When alchemy grew up into Chemistry, it was one of those brainy Swedes, Johan Gottlieb Gahn, who figured out how to isolate the Elemental form in 1774. A practical-minded man to the core, Gahn threw his life away on things like building some of the early proto-industrial factories that would lay the foundation for Sweden's modern industrialized, prosperous society, and improving methods of smelting high-quality copper -- stuff like that -- and could not even be bothered to publish about the whole Manganese-discovery thing. Instead, he just told his pals Torbern Bergman and Carl Wilhelm Scheele what he'd done, so they could write it up, get mad tenure, and become (Scheele, anyway) well-known figures in the history of science. Whereas, who's ever heard of Johan Gottlieb Gahn?

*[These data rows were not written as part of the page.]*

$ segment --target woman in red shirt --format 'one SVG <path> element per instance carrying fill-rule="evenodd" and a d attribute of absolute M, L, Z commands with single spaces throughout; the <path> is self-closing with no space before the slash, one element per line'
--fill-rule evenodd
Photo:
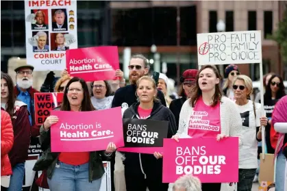
<path fill-rule="evenodd" d="M 86 112 L 95 110 L 90 102 L 88 86 L 78 77 L 72 78 L 67 84 L 61 111 Z M 51 144 L 51 125 L 58 121 L 56 116 L 47 118 L 40 129 L 40 142 L 44 147 Z M 60 153 L 47 168 L 48 183 L 53 191 L 99 191 L 101 177 L 105 171 L 102 157 L 110 157 L 116 151 L 111 142 L 103 151 Z M 55 155 L 55 153 L 53 153 Z"/>

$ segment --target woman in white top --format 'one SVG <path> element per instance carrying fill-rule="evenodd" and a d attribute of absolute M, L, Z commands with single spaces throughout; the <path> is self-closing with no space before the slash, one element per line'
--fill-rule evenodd
<path fill-rule="evenodd" d="M 179 129 L 173 138 L 214 137 L 220 140 L 224 137 L 238 137 L 239 145 L 242 144 L 240 135 L 241 117 L 234 103 L 223 97 L 220 88 L 220 75 L 214 66 L 205 65 L 199 71 L 195 88 L 182 105 L 179 114 Z M 199 114 L 204 114 L 202 116 Z M 198 119 L 208 121 L 208 128 L 198 124 Z M 219 191 L 221 183 L 202 183 L 202 191 Z"/>
<path fill-rule="evenodd" d="M 247 76 L 236 77 L 232 88 L 237 108 L 242 118 L 242 135 L 244 144 L 239 147 L 239 176 L 238 191 L 251 191 L 253 180 L 258 167 L 258 144 L 262 140 L 261 127 L 267 125 L 265 112 L 261 105 L 249 99 L 252 94 L 252 80 Z"/>

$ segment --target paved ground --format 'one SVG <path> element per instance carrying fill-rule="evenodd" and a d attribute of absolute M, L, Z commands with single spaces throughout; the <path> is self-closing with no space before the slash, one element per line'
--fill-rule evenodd
<path fill-rule="evenodd" d="M 253 186 L 252 186 L 252 191 L 258 191 L 258 183 L 253 183 Z"/>

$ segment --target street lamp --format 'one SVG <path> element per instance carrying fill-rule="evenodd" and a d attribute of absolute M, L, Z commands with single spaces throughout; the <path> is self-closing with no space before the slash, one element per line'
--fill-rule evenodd
<path fill-rule="evenodd" d="M 225 31 L 225 23 L 221 19 L 219 20 L 216 24 L 216 29 L 218 32 L 223 32 Z"/>
<path fill-rule="evenodd" d="M 155 44 L 152 44 L 151 51 L 153 53 L 153 60 L 150 60 L 153 62 L 150 64 L 153 64 L 153 71 L 160 73 L 160 55 L 156 52 L 157 50 Z"/>
<path fill-rule="evenodd" d="M 225 23 L 223 21 L 220 19 L 216 24 L 216 30 L 218 32 L 224 32 L 225 31 Z M 221 75 L 223 75 L 224 77 L 224 66 L 219 66 L 219 72 Z"/>

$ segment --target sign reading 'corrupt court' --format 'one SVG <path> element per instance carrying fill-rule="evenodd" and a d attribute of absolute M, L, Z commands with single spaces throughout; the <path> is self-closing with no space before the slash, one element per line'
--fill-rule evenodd
<path fill-rule="evenodd" d="M 197 34 L 199 65 L 260 63 L 260 31 Z"/>

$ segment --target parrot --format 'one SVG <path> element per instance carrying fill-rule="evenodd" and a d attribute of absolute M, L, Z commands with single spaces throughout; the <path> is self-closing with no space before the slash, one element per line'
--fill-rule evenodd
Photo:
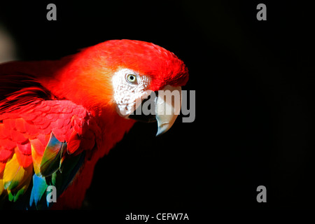
<path fill-rule="evenodd" d="M 163 90 L 181 93 L 188 76 L 173 52 L 127 39 L 56 60 L 1 64 L 0 208 L 80 209 L 97 162 L 136 121 L 152 121 L 132 114 L 136 102 Z M 155 114 L 157 135 L 177 116 Z"/>

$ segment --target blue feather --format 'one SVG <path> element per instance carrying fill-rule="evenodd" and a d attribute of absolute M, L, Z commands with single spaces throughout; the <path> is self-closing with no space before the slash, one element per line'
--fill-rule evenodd
<path fill-rule="evenodd" d="M 37 206 L 38 202 L 41 200 L 43 195 L 46 192 L 48 185 L 45 177 L 33 175 L 33 188 L 31 188 L 31 197 L 29 198 L 29 206 L 31 206 L 33 202 Z"/>

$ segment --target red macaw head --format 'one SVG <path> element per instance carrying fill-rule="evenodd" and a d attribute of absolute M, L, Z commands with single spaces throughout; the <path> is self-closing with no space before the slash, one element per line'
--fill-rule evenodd
<path fill-rule="evenodd" d="M 156 94 L 149 97 L 150 106 L 155 106 L 151 111 L 156 112 L 157 135 L 173 125 L 179 113 L 181 86 L 187 83 L 188 71 L 172 52 L 151 43 L 113 40 L 83 49 L 70 59 L 60 71 L 66 82 L 62 82 L 57 95 L 83 102 L 83 106 L 91 110 L 110 107 L 125 118 L 141 120 L 143 117 L 135 115 L 134 111 L 148 95 L 162 92 L 160 90 L 177 92 L 179 108 L 164 96 Z M 152 116 L 144 120 L 152 120 Z"/>

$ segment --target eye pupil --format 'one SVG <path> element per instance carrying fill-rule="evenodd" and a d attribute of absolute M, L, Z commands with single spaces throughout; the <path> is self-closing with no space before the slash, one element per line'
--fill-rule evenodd
<path fill-rule="evenodd" d="M 135 75 L 133 74 L 129 74 L 127 76 L 127 80 L 130 82 L 130 83 L 135 83 L 136 80 L 136 77 Z"/>

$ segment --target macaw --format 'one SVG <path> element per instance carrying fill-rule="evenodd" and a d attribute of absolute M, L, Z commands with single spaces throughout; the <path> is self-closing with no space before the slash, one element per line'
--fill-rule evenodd
<path fill-rule="evenodd" d="M 0 206 L 79 209 L 97 160 L 136 122 L 135 102 L 148 92 L 181 90 L 188 79 L 174 53 L 132 40 L 59 60 L 0 64 Z M 158 97 L 165 109 L 172 106 Z M 177 115 L 159 114 L 161 134 Z M 48 186 L 55 202 L 46 198 Z"/>

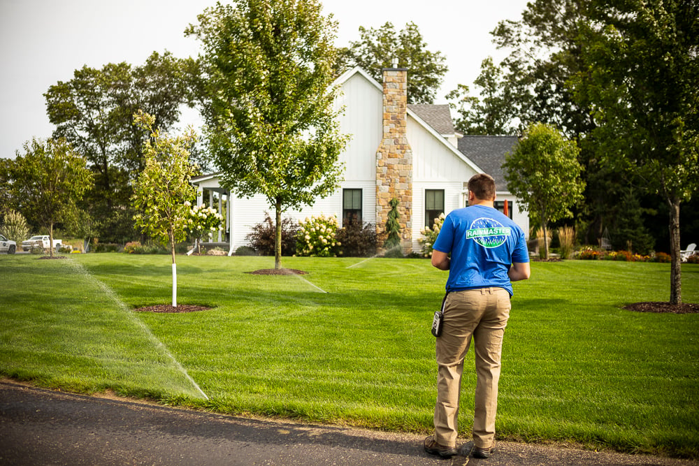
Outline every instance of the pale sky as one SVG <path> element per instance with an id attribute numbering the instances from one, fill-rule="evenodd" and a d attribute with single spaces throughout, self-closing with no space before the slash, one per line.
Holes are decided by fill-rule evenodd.
<path id="1" fill-rule="evenodd" d="M 199 44 L 185 28 L 215 0 L 0 0 L 0 157 L 23 153 L 32 137 L 51 136 L 43 94 L 87 65 L 141 65 L 153 52 L 196 57 Z M 225 1 L 222 2 L 225 3 Z M 338 46 L 359 38 L 359 27 L 390 21 L 417 24 L 427 48 L 449 67 L 435 103 L 465 84 L 473 89 L 481 61 L 499 60 L 489 34 L 498 21 L 520 19 L 527 0 L 322 0 L 339 23 Z M 496 61 L 498 62 L 497 61 Z M 196 124 L 196 115 L 183 117 Z"/>

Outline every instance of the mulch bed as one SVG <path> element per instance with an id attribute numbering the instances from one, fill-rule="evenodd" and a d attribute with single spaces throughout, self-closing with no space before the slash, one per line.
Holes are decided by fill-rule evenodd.
<path id="1" fill-rule="evenodd" d="M 145 307 L 138 307 L 138 309 L 134 309 L 134 311 L 136 312 L 179 313 L 179 312 L 196 312 L 197 311 L 206 311 L 210 309 L 211 308 L 207 307 L 206 306 L 196 306 L 191 304 L 180 304 L 178 305 L 176 307 L 173 307 L 172 305 L 168 304 L 161 304 L 155 306 L 147 306 Z"/>
<path id="2" fill-rule="evenodd" d="M 263 268 L 254 272 L 246 272 L 253 275 L 305 275 L 306 272 L 303 270 L 297 270 L 295 268 Z"/>
<path id="3" fill-rule="evenodd" d="M 670 304 L 670 303 L 634 303 L 624 307 L 628 311 L 637 312 L 670 312 L 672 314 L 697 314 L 699 313 L 699 304 L 693 303 L 682 303 L 682 304 Z"/>

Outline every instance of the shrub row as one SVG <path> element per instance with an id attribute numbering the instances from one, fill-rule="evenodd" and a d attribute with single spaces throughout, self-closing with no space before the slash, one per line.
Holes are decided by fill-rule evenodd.
<path id="1" fill-rule="evenodd" d="M 654 252 L 644 256 L 629 251 L 601 251 L 586 247 L 577 252 L 577 259 L 583 261 L 621 261 L 624 262 L 663 262 L 670 263 L 670 254 L 664 252 Z"/>
<path id="2" fill-rule="evenodd" d="M 274 221 L 268 213 L 265 216 L 245 239 L 257 254 L 273 256 L 276 232 Z M 282 256 L 367 257 L 376 254 L 376 228 L 372 224 L 350 221 L 340 228 L 336 217 L 324 215 L 306 217 L 298 223 L 291 219 L 282 221 Z M 236 254 L 248 255 L 250 251 L 238 248 Z"/>

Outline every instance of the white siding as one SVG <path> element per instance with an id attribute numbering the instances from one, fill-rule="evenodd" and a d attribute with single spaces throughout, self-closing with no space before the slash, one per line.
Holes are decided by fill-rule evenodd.
<path id="1" fill-rule="evenodd" d="M 425 190 L 444 189 L 445 213 L 448 214 L 464 207 L 463 183 L 476 172 L 445 145 L 442 136 L 435 136 L 410 117 L 408 138 L 412 149 L 412 249 L 419 251 L 425 227 Z"/>
<path id="2" fill-rule="evenodd" d="M 376 180 L 376 150 L 381 143 L 381 91 L 359 73 L 343 86 L 337 105 L 345 106 L 340 116 L 340 131 L 351 135 L 345 151 L 340 155 L 345 163 L 344 177 L 348 182 Z"/>
<path id="3" fill-rule="evenodd" d="M 438 138 L 440 138 L 438 139 Z M 412 149 L 412 181 L 466 182 L 475 171 L 414 119 L 408 118 L 408 140 Z"/>

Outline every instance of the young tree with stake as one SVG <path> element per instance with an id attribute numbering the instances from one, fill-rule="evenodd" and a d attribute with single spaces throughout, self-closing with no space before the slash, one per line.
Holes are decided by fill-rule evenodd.
<path id="1" fill-rule="evenodd" d="M 177 307 L 177 264 L 175 245 L 187 238 L 189 201 L 196 196 L 190 182 L 196 167 L 189 162 L 189 148 L 196 136 L 191 128 L 185 134 L 168 137 L 154 129 L 154 118 L 143 111 L 134 122 L 150 133 L 144 143 L 145 169 L 134 188 L 134 219 L 147 235 L 169 246 L 173 266 L 173 307 Z"/>
<path id="2" fill-rule="evenodd" d="M 282 268 L 282 212 L 339 187 L 339 133 L 331 89 L 336 22 L 317 0 L 236 0 L 208 8 L 188 34 L 201 41 L 203 115 L 221 184 L 262 194 L 276 213 L 275 268 Z"/>

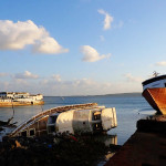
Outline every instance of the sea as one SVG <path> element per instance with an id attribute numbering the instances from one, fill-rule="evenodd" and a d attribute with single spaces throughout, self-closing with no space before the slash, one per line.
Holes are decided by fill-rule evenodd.
<path id="1" fill-rule="evenodd" d="M 8 121 L 14 112 L 12 123 L 19 125 L 42 111 L 62 105 L 83 103 L 97 103 L 106 107 L 115 107 L 117 127 L 108 131 L 107 135 L 116 136 L 117 145 L 123 145 L 134 134 L 138 120 L 146 118 L 156 113 L 141 93 L 93 96 L 44 96 L 44 105 L 19 106 L 13 108 L 0 107 L 0 121 Z"/>

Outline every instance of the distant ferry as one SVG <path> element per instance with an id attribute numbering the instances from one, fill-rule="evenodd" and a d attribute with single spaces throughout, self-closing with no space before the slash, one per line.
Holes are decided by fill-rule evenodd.
<path id="1" fill-rule="evenodd" d="M 158 114 L 166 114 L 166 75 L 154 73 L 154 77 L 144 81 L 143 96 Z"/>
<path id="2" fill-rule="evenodd" d="M 28 92 L 0 92 L 0 107 L 41 104 L 44 104 L 42 94 L 32 95 Z"/>

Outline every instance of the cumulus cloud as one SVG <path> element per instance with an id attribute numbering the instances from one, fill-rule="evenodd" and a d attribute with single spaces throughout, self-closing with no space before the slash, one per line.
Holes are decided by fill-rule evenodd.
<path id="1" fill-rule="evenodd" d="M 156 65 L 158 65 L 158 66 L 166 66 L 166 61 L 157 62 Z"/>
<path id="2" fill-rule="evenodd" d="M 100 53 L 94 48 L 92 48 L 90 45 L 82 45 L 81 52 L 84 55 L 83 61 L 85 61 L 85 62 L 95 62 L 95 61 L 100 61 L 102 59 L 111 56 L 111 53 L 108 53 L 106 55 L 105 54 L 100 55 Z"/>
<path id="3" fill-rule="evenodd" d="M 0 77 L 8 76 L 8 75 L 9 75 L 8 73 L 0 73 Z"/>
<path id="4" fill-rule="evenodd" d="M 62 81 L 60 74 L 53 74 L 53 75 L 52 75 L 52 79 L 55 80 L 55 81 L 58 81 L 58 82 L 61 82 L 61 81 Z"/>
<path id="5" fill-rule="evenodd" d="M 103 29 L 104 30 L 111 29 L 112 28 L 112 22 L 113 22 L 114 18 L 112 15 L 110 15 L 106 11 L 104 11 L 103 9 L 100 9 L 98 13 L 105 15 Z"/>
<path id="6" fill-rule="evenodd" d="M 27 45 L 32 45 L 35 53 L 58 54 L 69 51 L 51 38 L 43 27 L 38 27 L 31 20 L 15 23 L 0 20 L 0 50 L 22 50 Z"/>
<path id="7" fill-rule="evenodd" d="M 142 82 L 143 81 L 142 77 L 133 76 L 131 73 L 125 74 L 125 77 L 129 82 Z"/>
<path id="8" fill-rule="evenodd" d="M 105 41 L 105 38 L 103 35 L 100 35 L 101 41 Z"/>
<path id="9" fill-rule="evenodd" d="M 18 73 L 14 74 L 14 79 L 38 79 L 39 76 L 37 74 L 32 74 L 29 71 L 25 71 L 24 73 Z"/>

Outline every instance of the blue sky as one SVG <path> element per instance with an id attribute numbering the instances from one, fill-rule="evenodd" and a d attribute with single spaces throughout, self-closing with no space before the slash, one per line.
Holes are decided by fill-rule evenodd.
<path id="1" fill-rule="evenodd" d="M 166 70 L 165 0 L 0 1 L 0 91 L 142 92 Z"/>

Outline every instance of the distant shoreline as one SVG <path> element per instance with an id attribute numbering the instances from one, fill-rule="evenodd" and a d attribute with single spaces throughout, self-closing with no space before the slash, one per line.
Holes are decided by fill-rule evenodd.
<path id="1" fill-rule="evenodd" d="M 114 93 L 114 94 L 97 94 L 97 95 L 44 95 L 44 97 L 85 97 L 85 96 L 142 96 L 142 92 L 131 92 L 131 93 Z"/>

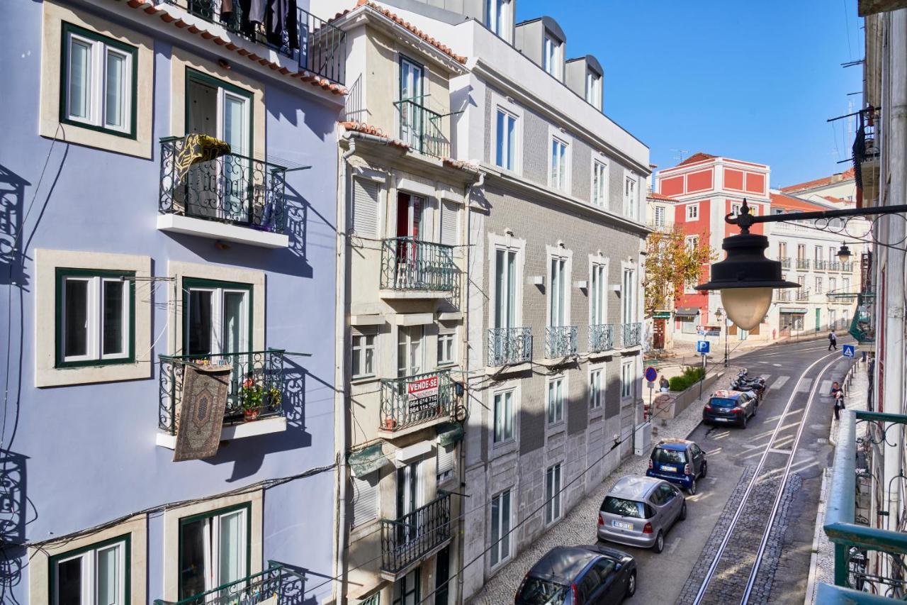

I imagine he cried all the way to the bank.
Final Score:
Carl Wilhelm Scheele - 26.8K Wiki Article
Torbern Bergman - 7.3K Wiki Article
Johan Gottlieb Gahn - 3.4K Wiki Article
The Centerfold!
Humans use a lot of Manganese in alloys. It makes steel harder, and it makes Aluminum more resistant to corrosion. Your basic beverage can is around one percent Manganese. Your basic hunk of industrial steel could be anywhere from zero to fifteen percent Manganese. It's also ubiquitous in old-style pre-NiCd batteries, and then has supporting roles in a zillion more esoteric industrial processes as well.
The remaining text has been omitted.